MADDE 2 ? Aynı Yönetmeliğin 3 üncü maddesine aşağıdaki tanımlar eklenmiştir.

"Adli Kolluk: 4/6/1937 tarihli ve 3201 sayılı Emniyet Teşkilatı Kanununun 8, 9 ve 12 nci maddeleri, 10/3/1983 tarihli ve 2803 sayılı Jandarma Teşkilat, Görev ve Yetkileri Kanununun 7 nci maddesi, 2/7/1993 tarihli ve 485 sayılı Gümrük Müsteşarlığının Teşkilat ve Görevleri Hakkında Kanun Hükmünde Kararnamenin 8 inci maddesi ve 9/7/1982 tarihli ve 2692 sayılı Sahil Güvenlik Komutanlığı Kanununun 4 üncü maddesinde belirtilen soruşturma işlemlerini yapan güvenlik görevlilerini,

Adli Kolluk Sorumlusu: İçişleri Bakanlığına bağlı Jandarma Genel Komutanlığı, Emniyet Genel Müdürlüğü ve Sahil Güvenlik Komutanlığı ile Gümrük Müsteşarlığı tarafından atamalarındaki usule göre görevli adlî kolluğun komutanını/âmirini,

Adli Kolluk Görevlileri: 4/12/2004 tarihli ve 5271 sayılı Ceza Muhakemesi Kanunu, 4/6/1937 tarihli ve 3201 sayılı Emniyet Teşkilâtı Kanununun 8, 9 ve 12 nci maddeleri, 10/3/1983 tarihli ve 2803 sayılı Jandarma Teşkilât, Görev ve Yetkileri Kanununun 7 nci maddesi, 2/7/1993 tarihli ve 485 sayılı Gümrük Müsteşarlığının Teşkilât ve Görevleri Hakkında Kanun Hükmünde Kararnamenin 8 inci maddesi, 9/7/1982 tarihli ve 2692 sayılı Sahil Güvenlik Komutanlığı Kanununun 4 üncü maddesi ve 3/11/1983 tarihli ve 83/7362 sayılı Bakanlar Kurulu Kararıyla yürürlüğe konulan Jandarma Teşkilâtı Görev ve Yetkileri Yönetmeliğinde belirtilen soruşturma işlemlerini yapmak üzere, tâbi oldukları atama usulüne göre görevlendirilen komutan, âmir, memur ve diğer görevlileri,"

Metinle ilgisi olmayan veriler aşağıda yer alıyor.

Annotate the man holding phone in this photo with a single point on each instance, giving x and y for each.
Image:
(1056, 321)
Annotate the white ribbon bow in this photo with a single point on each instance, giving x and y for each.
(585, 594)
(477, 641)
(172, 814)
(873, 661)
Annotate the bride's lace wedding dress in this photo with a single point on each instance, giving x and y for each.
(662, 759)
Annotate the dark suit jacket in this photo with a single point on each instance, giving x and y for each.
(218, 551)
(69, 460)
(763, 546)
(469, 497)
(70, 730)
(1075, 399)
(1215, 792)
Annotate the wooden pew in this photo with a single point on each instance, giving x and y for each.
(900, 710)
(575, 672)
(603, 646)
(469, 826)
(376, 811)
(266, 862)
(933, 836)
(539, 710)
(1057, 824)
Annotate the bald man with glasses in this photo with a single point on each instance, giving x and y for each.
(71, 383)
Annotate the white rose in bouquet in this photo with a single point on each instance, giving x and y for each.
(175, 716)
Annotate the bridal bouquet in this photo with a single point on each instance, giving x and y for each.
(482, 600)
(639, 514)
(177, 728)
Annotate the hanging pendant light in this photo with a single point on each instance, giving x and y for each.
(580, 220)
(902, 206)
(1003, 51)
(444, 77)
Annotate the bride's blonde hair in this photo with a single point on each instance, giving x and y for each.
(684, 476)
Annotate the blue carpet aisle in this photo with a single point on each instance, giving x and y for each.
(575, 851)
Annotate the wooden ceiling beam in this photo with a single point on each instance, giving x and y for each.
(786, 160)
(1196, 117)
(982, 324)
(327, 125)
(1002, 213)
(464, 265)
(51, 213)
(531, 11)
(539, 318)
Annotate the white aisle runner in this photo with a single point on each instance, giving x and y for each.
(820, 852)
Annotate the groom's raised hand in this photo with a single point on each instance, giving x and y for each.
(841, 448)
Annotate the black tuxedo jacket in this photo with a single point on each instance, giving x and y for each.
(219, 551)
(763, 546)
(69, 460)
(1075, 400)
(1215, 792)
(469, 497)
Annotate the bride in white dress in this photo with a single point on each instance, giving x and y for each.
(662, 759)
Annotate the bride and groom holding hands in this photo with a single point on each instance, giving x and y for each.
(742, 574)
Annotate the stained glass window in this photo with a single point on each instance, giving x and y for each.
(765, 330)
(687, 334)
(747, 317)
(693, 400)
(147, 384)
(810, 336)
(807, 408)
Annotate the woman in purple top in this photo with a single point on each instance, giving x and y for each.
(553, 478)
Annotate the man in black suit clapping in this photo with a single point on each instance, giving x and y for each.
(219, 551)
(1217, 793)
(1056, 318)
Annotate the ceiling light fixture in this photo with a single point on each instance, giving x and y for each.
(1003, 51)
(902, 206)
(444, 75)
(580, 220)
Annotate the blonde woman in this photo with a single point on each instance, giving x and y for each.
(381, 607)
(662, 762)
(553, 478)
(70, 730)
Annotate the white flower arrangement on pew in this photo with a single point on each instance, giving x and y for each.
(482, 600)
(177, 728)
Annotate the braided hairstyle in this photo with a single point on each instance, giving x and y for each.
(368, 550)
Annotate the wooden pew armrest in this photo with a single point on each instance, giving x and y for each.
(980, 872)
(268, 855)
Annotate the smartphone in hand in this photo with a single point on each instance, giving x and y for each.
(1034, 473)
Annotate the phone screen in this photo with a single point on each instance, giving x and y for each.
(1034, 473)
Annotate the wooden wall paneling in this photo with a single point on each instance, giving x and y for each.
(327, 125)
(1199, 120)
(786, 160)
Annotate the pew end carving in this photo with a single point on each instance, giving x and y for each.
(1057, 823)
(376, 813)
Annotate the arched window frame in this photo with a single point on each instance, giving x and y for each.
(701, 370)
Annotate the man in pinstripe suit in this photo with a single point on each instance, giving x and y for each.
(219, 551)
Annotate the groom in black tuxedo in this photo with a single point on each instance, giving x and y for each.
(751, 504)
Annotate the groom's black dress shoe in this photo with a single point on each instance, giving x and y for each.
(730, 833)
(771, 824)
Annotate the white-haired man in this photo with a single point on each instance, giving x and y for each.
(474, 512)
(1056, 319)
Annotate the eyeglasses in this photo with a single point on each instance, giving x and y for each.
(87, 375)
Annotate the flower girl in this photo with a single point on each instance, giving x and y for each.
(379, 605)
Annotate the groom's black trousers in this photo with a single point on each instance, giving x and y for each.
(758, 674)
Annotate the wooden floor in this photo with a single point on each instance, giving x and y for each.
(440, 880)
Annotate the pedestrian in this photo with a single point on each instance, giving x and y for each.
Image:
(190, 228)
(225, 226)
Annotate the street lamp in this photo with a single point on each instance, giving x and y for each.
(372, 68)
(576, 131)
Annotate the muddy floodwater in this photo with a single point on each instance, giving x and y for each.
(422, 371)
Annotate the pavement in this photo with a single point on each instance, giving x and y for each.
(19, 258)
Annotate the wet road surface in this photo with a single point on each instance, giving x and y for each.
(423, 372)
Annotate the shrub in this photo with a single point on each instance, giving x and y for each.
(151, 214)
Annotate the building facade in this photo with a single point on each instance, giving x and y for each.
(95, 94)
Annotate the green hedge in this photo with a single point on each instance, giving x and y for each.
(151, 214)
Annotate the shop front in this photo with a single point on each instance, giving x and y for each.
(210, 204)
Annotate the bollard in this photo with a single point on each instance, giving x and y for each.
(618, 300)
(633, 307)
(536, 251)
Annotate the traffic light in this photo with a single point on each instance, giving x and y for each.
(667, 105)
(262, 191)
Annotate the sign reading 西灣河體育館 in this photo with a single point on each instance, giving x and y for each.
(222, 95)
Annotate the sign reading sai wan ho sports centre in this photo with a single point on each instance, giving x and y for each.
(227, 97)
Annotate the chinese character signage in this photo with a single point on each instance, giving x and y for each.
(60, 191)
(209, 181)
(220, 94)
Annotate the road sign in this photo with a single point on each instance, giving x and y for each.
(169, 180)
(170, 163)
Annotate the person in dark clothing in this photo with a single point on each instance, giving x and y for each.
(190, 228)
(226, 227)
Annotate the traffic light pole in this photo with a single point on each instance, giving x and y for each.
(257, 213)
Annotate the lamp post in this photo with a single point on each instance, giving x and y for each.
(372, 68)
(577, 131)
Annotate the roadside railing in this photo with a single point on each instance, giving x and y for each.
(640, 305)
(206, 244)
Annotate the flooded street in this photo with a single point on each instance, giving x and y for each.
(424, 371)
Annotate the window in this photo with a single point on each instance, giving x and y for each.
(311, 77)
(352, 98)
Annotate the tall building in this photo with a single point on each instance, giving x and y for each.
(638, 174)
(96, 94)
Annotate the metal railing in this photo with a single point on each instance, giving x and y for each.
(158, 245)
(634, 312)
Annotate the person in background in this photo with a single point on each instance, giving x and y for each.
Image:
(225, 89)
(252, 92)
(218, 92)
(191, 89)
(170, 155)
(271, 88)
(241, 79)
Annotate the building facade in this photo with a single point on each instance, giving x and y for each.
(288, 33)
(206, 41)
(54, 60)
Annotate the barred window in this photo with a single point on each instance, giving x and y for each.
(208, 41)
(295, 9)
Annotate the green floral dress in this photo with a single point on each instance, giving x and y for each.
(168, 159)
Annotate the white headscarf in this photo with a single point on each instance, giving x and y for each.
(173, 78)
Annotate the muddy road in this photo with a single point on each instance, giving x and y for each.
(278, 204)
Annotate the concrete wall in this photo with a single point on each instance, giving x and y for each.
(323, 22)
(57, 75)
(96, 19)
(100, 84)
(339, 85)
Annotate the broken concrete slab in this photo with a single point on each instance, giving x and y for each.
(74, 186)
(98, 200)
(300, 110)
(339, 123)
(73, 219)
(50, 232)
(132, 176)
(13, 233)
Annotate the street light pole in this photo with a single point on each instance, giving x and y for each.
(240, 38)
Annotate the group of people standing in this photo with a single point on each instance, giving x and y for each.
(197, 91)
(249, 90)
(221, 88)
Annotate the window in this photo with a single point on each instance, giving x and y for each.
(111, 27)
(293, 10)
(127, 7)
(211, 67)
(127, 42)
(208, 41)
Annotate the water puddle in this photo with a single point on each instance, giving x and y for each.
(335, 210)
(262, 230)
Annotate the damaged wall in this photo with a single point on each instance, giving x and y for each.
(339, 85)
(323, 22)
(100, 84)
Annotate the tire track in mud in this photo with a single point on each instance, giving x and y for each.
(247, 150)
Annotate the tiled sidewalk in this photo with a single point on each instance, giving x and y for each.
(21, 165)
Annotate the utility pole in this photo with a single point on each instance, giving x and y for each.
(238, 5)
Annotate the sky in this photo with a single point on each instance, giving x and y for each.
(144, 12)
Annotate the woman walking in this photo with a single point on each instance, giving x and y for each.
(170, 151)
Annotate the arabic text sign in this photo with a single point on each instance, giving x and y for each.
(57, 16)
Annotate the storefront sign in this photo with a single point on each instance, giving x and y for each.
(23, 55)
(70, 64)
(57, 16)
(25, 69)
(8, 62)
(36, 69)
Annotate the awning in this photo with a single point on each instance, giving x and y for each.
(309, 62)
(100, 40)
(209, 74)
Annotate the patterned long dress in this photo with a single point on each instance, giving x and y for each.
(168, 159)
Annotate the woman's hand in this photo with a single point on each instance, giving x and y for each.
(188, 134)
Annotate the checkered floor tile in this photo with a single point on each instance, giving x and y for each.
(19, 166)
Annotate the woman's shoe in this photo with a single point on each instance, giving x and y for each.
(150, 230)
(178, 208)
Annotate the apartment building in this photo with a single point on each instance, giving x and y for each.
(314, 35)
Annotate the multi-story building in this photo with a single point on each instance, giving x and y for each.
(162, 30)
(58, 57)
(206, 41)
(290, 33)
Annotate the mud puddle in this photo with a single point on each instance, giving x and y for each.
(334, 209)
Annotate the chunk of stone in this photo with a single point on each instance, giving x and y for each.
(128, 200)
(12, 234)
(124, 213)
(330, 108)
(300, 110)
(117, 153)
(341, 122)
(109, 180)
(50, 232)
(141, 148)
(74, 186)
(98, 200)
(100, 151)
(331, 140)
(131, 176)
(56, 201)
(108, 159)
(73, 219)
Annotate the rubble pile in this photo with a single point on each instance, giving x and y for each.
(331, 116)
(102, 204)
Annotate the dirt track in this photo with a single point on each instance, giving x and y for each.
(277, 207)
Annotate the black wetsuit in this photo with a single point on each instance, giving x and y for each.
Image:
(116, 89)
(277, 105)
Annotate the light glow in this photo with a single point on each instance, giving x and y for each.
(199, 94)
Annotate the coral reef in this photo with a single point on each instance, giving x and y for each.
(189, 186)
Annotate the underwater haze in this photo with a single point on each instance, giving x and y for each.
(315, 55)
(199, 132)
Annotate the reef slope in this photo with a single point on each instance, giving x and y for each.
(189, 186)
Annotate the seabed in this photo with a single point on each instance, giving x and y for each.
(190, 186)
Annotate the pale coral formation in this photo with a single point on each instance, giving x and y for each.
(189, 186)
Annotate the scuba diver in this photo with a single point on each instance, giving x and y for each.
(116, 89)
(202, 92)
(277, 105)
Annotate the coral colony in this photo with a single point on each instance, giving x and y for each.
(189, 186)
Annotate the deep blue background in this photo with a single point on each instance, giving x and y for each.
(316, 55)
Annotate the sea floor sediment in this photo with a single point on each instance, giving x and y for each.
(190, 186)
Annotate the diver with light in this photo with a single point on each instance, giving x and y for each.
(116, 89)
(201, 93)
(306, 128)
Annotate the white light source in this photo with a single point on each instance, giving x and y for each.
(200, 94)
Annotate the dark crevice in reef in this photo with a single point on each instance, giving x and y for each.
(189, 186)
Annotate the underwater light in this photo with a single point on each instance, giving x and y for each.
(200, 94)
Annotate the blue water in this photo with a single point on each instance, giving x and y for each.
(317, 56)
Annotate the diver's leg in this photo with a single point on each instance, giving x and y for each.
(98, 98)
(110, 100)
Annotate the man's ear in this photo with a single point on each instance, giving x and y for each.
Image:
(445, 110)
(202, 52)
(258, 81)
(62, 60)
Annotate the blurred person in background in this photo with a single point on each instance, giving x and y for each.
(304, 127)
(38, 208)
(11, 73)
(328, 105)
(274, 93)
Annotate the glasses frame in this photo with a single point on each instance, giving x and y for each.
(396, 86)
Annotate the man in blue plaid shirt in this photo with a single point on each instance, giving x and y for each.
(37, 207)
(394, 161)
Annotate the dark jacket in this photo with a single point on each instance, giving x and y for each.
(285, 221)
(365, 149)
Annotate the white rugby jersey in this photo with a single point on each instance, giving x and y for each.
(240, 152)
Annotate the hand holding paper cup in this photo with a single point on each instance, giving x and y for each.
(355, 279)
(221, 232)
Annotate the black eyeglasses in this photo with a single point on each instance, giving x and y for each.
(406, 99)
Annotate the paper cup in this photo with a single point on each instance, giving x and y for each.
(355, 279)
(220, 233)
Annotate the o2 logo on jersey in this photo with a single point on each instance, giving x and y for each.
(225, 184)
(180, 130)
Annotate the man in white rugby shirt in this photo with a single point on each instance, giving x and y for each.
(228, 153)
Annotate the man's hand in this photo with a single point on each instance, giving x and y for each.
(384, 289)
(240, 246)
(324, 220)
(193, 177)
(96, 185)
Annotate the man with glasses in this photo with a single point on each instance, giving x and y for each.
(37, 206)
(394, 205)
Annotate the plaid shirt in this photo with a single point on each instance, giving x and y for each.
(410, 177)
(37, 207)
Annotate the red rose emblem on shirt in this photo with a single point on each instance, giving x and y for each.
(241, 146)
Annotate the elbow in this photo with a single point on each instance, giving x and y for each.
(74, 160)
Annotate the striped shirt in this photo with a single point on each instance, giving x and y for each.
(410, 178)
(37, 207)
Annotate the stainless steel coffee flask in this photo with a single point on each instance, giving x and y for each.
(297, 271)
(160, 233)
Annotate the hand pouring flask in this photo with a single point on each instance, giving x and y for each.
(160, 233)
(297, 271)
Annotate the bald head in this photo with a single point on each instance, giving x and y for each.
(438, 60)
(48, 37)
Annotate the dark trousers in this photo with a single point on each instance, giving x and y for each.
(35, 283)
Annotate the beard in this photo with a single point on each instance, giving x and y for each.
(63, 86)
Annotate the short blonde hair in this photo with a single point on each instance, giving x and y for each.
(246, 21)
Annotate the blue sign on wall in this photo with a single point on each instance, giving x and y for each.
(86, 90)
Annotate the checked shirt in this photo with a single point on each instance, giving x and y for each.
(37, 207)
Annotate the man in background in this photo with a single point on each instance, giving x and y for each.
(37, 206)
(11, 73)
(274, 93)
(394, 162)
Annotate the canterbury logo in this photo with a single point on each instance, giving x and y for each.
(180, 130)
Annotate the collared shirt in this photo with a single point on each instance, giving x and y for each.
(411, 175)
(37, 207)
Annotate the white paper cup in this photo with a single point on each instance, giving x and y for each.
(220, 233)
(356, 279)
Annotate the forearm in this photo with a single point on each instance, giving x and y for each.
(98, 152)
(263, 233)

MADDE 3 ? Aynı Yönetmeliğin 6 ncı maddesi aşağıdaki şekilde değiştirilmiştir.

"Madde 6 ? Genel Müdürlük, Türkiye Gümrük Bölgesinde; 18/12/1940 tarihli ve 3944 sayılı Gümrük Muhafaza ve Muamele Sınıfı Memurları Teşkilatı Hakkında Kanun, 19/7/2003 tarihli ve 4926 sayılı Kaçakçılıkla Mücadele Kanunu, 2/7/1993 tarihli ve 485 sayılı Gümrük Müsteşarlığının Teşkilat ve Görevleri Hakkındaki Kanun Hükmünde Kararname, 12/6/1933 tarihli ve 2313 sayılı Uyuşturucu Maddelerin Murakabesi Hakkında Kanun, 19/4/1926 tarihli ve 815 sayılı Türkiye Sahillerinde Nakliyatı Bahriye ve Limanlarla Karasuları Dahilinde İcrayı Sanat ve Ticaret Hakkında Kanun, 22/3/1971 tarihli ve 1380 sayılı Su Ürünleri Kanunu, 10/7/1953 tarihli ve 6136 sayılı Ateşli Silahlar ve Bıçaklar ile Diğer Aletler Hakkında Kanun, 13/11/1996 tarihli ve 4208 sayılı Kara Paranın Önlenmesine Dair Kanun, 21/7/1983 tarihli ve 2863 sayılı Kültür ve Tabiat Varlıklarını Koruma Kanunu, 4/12/2004 tarihli ve 5271 sayılı Ceza Muhakemesi Kanunu ve ilgili diğer kanun, tüzük ve yönetmeliklerle Gümrükler Muhafaza Genel Müdürlüğüne verilen görevleri yerine getirir."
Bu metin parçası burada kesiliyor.